Si vous avez loupé le début, l'exploration de mon parcours spirituel commence ici...
14h29. Les pieds sur les pavés bruns du parvis, aux bords arrondis usés par d'autres piétinements au cours des siècles, je regarde l'heure, car il me semble que je dois mémoriser tous les détails de ce jour-là. Je suis dans le petit groupe à qui la décoration de l'église a été confiée, et le responsable de l'animation musicale vient de se joindre à nous. Il se présente. Je ne le connaissais pas; il me frappe par la force tranquille qu'il dégage. Je crois qu'il fait partie des gens qui ont une aura quasiment perceptible par le commun des mortels. Mais il en est inconscient. C'est un messager.
Nous passons l'après-midi à décorer l'église, des panneaux de nos poèmes et credos, de dessins colorés figurant la descente de l'Esprit sur le groupe, de bouquets de fleurs que j'arrange au gré de leurs couleurs, au hasard de mon inspiration du moment. Je ne connais pas cette église, de l'autre côté de la ville, mais elle respire une profondeur inhabituelle. J'ai l'impression de percevoir le passage des âmes venues prier ici depuis des générations dans ses dalles et ses boiseries. Il y règne une grande sérénité.

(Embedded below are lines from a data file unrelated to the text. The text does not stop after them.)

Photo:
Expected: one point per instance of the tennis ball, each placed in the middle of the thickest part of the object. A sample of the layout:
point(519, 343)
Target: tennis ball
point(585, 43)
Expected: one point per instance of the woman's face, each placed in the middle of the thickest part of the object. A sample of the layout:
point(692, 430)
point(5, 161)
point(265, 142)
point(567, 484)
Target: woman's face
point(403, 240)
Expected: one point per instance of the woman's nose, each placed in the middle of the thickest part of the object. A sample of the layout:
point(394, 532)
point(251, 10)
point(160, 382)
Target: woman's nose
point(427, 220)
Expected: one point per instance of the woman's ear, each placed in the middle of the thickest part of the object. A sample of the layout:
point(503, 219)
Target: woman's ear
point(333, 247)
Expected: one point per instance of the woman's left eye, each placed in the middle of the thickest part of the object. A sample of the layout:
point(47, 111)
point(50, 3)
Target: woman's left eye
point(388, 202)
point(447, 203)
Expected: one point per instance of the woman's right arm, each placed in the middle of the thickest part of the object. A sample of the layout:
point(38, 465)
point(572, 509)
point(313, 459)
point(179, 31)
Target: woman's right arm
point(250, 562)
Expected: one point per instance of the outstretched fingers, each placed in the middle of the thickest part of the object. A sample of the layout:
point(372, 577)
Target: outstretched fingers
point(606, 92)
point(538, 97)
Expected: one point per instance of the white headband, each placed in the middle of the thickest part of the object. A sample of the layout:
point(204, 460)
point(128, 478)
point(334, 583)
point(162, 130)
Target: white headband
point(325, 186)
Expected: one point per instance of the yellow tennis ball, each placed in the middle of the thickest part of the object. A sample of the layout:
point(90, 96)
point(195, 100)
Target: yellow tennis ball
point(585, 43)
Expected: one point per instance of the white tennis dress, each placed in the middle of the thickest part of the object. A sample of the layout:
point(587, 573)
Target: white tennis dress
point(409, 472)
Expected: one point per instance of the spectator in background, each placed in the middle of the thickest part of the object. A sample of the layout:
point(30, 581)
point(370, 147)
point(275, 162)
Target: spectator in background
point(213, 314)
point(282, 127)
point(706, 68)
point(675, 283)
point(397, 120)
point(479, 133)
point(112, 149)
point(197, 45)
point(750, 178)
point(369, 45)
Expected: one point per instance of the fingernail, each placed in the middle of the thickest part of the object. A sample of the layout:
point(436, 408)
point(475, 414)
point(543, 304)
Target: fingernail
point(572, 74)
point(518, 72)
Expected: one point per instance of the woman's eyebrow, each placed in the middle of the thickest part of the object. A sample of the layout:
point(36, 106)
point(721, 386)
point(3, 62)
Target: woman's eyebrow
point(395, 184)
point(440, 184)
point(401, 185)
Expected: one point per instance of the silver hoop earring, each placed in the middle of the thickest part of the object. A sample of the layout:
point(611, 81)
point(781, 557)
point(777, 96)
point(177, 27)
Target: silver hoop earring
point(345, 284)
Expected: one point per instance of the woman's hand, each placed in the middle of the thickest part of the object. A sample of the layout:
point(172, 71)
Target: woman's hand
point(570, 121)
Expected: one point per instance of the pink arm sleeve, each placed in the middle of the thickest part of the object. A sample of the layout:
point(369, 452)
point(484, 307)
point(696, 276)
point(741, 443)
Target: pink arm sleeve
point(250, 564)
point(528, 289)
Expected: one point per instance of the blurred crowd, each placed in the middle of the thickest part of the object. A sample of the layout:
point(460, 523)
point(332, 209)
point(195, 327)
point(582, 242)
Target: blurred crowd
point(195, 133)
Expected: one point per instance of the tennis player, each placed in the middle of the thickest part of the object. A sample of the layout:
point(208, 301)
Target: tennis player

Mais le temps n'est pas au recueillement, le temps est à la fête! cette église, nous allons l'animer formidablement ce soir, avec tout l'éclat et le dynamisme que notre jeunesse réclame. Les fleurs, les panneaux de couleur, bien sûr; mais aussi un son-et-lumière, pour la mise en scène théâtrale qui s'impose pour frapper notre génération télé-stéréo de la puissance du souffle de l'Esprit-Saint qui va descendre sur nous. C'est le messager qui a la responsabilité de ce spectacle, et tandis que nous finalisons la déco, il peaufine ses répétitions. Dans le petit groupe, l'excitation monte, les yeux brillent, on rigole. Enfin tout est prêt; une petite pause dans le café d'à côté, puis tout le monde rentre souper et se préparer, car la cérémonie aura lieu en soirée.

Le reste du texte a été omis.